Inmiddels is de concurrentie op de markt van ideeën over hetgeen men zou moeten nastreven in het leven flink toegenomen. De opvattingen over welk gewicht aan welke waarden moet worden toegekend verschillen. Dit wisselende krachtenveld is ook goed zichtbaar in discussies over grondrechten. De vraag wanneer een inbreuk op een grondrecht is geoorloofd of welk grondrecht voorrang behoort te krijgen wanneer twee grondrechten conflicteren wordt onder meer beïnvloed door de waarde die verschillende personen toekennen aan het belang dat met een bepaald grondrecht wordt beschermd in de concrete situatie.
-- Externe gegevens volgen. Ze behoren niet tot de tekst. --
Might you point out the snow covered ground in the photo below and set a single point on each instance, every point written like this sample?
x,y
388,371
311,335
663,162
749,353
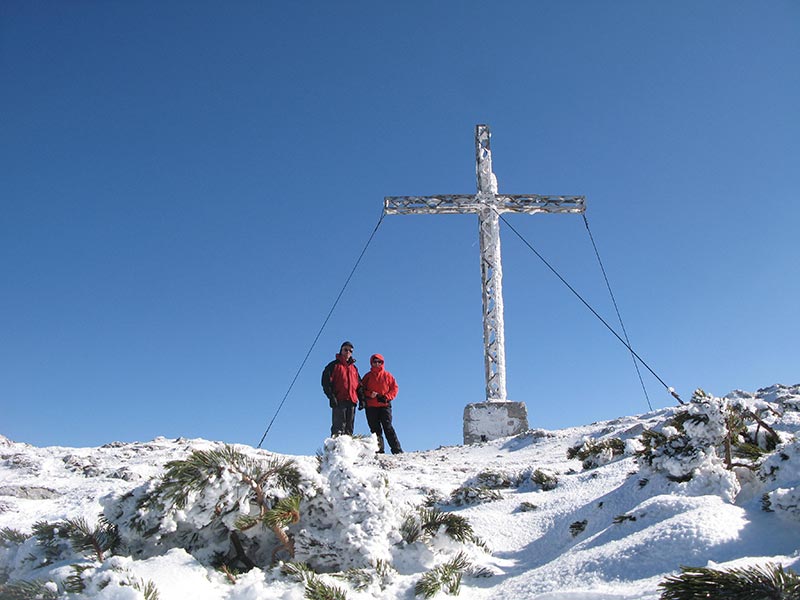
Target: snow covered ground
x,y
553,527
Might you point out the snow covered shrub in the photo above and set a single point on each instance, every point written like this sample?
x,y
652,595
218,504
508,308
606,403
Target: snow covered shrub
x,y
351,522
495,480
473,495
545,480
447,577
781,472
578,527
686,446
748,583
216,504
425,523
595,453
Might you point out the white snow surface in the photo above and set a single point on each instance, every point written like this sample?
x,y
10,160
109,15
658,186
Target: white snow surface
x,y
535,552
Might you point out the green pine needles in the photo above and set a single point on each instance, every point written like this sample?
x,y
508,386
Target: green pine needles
x,y
770,582
447,577
426,522
263,483
314,587
95,541
29,590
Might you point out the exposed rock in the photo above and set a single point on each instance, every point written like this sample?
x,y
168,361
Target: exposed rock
x,y
28,492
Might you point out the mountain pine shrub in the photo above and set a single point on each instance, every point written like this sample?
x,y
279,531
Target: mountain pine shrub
x,y
770,582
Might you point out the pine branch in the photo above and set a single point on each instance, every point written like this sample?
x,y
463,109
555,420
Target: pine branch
x,y
12,536
28,590
769,582
103,538
447,576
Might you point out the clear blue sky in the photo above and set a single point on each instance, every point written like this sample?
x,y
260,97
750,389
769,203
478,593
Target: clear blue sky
x,y
185,186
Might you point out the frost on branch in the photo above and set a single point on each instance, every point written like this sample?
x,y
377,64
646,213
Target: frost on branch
x,y
223,506
707,443
351,522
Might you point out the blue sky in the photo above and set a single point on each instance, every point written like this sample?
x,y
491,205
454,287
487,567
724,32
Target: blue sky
x,y
185,187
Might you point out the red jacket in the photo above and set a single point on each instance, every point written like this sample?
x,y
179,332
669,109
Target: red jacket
x,y
340,380
379,381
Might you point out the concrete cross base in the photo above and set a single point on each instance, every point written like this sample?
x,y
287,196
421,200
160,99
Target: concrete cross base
x,y
487,421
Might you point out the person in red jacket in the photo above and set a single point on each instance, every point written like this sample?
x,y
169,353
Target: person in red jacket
x,y
340,382
378,389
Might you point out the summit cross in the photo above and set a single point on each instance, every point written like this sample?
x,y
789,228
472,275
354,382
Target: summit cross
x,y
488,204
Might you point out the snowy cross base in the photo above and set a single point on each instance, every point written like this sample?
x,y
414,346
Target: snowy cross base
x,y
488,421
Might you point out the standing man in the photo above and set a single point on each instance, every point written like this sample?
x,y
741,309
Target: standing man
x,y
378,389
340,383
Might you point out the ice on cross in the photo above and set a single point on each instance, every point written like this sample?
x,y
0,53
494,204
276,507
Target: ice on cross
x,y
497,417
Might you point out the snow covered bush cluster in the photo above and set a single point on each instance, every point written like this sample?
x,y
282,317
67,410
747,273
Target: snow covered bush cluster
x,y
596,453
717,445
330,522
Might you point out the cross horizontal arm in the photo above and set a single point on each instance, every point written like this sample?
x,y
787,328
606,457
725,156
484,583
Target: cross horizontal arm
x,y
462,204
536,203
430,205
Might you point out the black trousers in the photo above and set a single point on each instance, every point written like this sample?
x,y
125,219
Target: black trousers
x,y
343,418
380,422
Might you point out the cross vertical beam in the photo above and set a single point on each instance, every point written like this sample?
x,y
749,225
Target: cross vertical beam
x,y
491,269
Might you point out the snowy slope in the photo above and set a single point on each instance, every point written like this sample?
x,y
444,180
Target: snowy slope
x,y
609,531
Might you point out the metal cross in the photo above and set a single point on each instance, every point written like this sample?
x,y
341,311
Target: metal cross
x,y
488,204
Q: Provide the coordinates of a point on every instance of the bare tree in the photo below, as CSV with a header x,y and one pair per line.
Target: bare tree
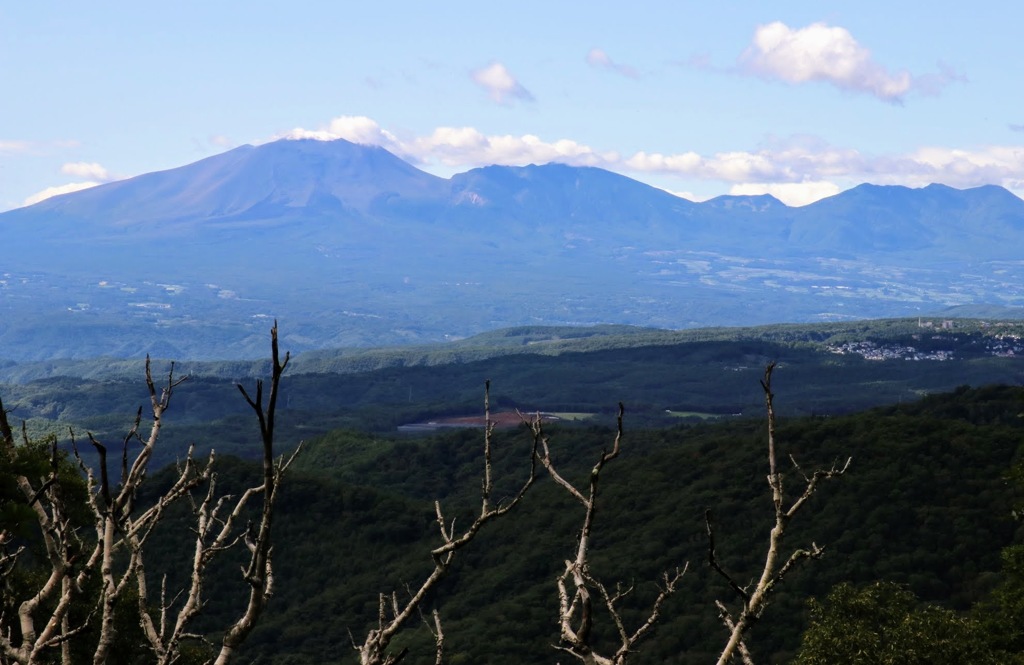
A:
x,y
755,600
391,614
116,554
577,610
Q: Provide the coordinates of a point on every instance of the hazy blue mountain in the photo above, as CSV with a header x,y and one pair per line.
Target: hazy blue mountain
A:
x,y
348,244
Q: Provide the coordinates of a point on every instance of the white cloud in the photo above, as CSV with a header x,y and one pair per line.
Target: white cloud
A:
x,y
500,84
598,58
14,146
90,170
465,146
821,52
56,191
458,147
792,194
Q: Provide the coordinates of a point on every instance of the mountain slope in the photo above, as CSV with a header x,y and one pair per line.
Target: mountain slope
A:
x,y
350,245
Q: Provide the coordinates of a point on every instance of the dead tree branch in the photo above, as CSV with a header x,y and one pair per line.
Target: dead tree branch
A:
x,y
755,601
374,650
116,553
577,611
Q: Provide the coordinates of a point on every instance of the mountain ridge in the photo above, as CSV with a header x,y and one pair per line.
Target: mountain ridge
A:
x,y
350,245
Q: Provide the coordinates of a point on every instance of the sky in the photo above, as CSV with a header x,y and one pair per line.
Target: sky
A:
x,y
798,99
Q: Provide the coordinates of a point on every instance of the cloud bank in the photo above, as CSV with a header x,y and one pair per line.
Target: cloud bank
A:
x,y
95,173
599,59
829,54
798,170
501,86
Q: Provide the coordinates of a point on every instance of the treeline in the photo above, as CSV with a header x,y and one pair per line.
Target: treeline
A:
x,y
528,340
710,378
926,505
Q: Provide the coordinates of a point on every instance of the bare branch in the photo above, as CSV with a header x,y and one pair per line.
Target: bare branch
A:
x,y
771,574
577,613
374,649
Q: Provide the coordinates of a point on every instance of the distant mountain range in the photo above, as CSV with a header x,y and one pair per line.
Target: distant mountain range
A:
x,y
349,245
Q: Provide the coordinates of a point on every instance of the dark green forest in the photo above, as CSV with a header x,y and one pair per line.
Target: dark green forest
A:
x,y
920,535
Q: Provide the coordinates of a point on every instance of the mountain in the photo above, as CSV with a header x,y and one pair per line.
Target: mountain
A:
x,y
349,245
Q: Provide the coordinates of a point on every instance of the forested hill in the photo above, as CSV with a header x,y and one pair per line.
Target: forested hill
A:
x,y
979,324
924,504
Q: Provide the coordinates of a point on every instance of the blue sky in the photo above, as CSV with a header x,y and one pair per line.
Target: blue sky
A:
x,y
801,99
Zijn deze conflicten oplosbaar? Kunnen onze verschillende waarden uiteindelijk worden herleid tot eenduidig systeem dat conflicten kan oplossen? Isaiah Berlin heeft deze vraag in zijn boek Four Essays on Liberty ontkennend beantwoord.4 Volgens Berlin kunnen – wanneer in een bepaald geval twee waarden botsen – verschillende antwoorden verdedigd worden op de vraag welke waarde prioriteit dient te krijgen, terwijl deze antwoorden – hoewel tegenstrijdig – beide redelijk en rationeel zijn. De persoon die de keuze dient te maken zal dan zelf moeten oordelen wat hij het meest nastrevenswaardig acht. Een noodzakelijk onderdeel van het leven is dat men keuzes maakt over hetgeen men nastrevenswaardig vindt.5 Het is aan de staat te verzekeren dat een ieder in vrijheid dit soort keuzes kan maken.6
Het ethisch pluralisme – de stroming die leven werd ingeblazen door Berlin – gaat ervan uit dat juist omdat waarden zullen conflicteren – en soms meer keuzen redelijkerwijze verdedigbaar zijn – het niet mogelijk is om ‘objectieve’ formules te bedenken die waarden kunnen wegen.7 Hoe een keuze uitvalt, hangt soms af van wat men in het leven het meest nastrevenswaardig acht. De één wil graag een groot kunstenaar worden, de ander streeft naar innerlijke rust en wordt monnik. Afhankelijk van het gekozen leven, zal men de op het spel staande belangen soms verschillend wegen.
Waardenpluralisme is daardoor alleen te bestrijden indien men ook voor het leven zelf uitgaat van de gedachte dat er maar één juiste wijze van leven is. Die gedachte laat weinig ruimte voor de individuele mens zelf voor een bepaald leven te kiezen. Wil men een ‘goed mens’ zijn, dan is er maar één juiste weg. Al naar gelang de omstandigheden dient men te handelen conform het ideaal van dat juiste leven.
Volgens Berlin is het een utopie om te denken dat men een systeem zou kunnen bedenken waarin alle waarden kunnen worden gerangschikt naar belang en waarmee conflicten tussen waarden kunnen worden opgelost. Pogingen daartoe hebben geleid tot “absurdities in theory and barbarous consequences in practice”, aldus Berlin.8 Het ethisch pluralisme betreft een meta-ethische theorie die de aanspraak op universele waarheid van de andere hiervoor aangehaalde meta-ethische theorieën relativeert. Is dan uiteindelijk alles toch relatief?